= Karaikal Carnival =

Cultural festival in Karaikal, Puducherry, India

Karaikal Carnival is a cultural festival organised by the Karaikal tourism department during the Pongal Festival in Karaikal, one of the four parts of the Union Territory of Puducherry, to promote tourism in the district.

== Events ==
The events of the Carnival include competitive ingredients, lot of cultural and sporting events such as Marathon, Cycle Race, and Bullock cart Racing, for students and the public. The carnival aims at identifying talents of youths of Karaikal and nurturing them. To achieve this goal, an exclusive light music programme was organised in which a number of youths from Karaikal participated.

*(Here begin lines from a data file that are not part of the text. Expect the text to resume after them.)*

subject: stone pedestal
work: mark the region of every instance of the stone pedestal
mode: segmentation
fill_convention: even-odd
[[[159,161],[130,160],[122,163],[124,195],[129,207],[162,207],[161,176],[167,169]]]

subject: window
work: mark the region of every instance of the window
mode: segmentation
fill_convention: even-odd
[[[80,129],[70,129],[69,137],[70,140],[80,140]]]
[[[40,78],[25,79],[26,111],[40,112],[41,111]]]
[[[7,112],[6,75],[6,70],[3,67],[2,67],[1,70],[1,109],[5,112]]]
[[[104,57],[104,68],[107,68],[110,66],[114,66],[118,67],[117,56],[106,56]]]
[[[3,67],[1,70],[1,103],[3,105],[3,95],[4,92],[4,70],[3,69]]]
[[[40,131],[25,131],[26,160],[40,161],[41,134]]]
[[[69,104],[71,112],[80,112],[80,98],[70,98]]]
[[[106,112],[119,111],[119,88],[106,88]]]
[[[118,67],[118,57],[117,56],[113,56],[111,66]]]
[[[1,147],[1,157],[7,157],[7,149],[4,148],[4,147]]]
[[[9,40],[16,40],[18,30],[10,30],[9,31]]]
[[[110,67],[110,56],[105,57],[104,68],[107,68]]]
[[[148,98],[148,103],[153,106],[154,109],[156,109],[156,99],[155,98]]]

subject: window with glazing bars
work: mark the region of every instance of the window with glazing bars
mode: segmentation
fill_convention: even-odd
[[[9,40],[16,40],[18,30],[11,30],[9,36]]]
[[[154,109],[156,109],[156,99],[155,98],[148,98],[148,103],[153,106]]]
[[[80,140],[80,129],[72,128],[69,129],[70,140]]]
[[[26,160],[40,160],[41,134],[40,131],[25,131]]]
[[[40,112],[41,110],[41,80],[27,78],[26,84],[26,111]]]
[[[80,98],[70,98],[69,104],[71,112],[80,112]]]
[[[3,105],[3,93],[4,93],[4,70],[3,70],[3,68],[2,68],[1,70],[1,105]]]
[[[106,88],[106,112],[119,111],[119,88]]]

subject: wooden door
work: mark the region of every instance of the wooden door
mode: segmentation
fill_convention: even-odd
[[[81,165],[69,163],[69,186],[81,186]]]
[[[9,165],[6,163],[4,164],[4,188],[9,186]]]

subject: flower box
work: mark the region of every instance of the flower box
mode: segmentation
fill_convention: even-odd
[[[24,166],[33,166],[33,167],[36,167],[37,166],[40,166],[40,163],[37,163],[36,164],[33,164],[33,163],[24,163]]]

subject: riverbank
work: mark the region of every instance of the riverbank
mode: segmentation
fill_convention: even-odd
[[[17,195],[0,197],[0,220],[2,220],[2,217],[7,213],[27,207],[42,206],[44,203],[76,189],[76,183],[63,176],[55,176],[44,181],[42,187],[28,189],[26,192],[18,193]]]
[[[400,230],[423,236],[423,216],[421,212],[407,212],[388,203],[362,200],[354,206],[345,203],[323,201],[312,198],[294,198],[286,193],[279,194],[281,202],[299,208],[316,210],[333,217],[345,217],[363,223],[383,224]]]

== Entertainment elements ==
The entertainment included cinematic attractions such as folk music by popular artists and Orchestras.

== Airshow ==
In 2007, the carnival had its first airshow. Performed by the personnel of the Indian Air Force, members parachuted out of a helicopter from a height of 3000 ft.

== Flotilla ==
A flotilla will be constructed in Arasalar River at Beach Road where one can dine in amidst the water.

== Carnival Song ==
A song was composed by Mr. Natarajan, the son of 'Kalaikavalar' Karai Subbaiya and was played for audience at the valedictory function in 2007. The song can be downloaded. and was named "Carnival Song".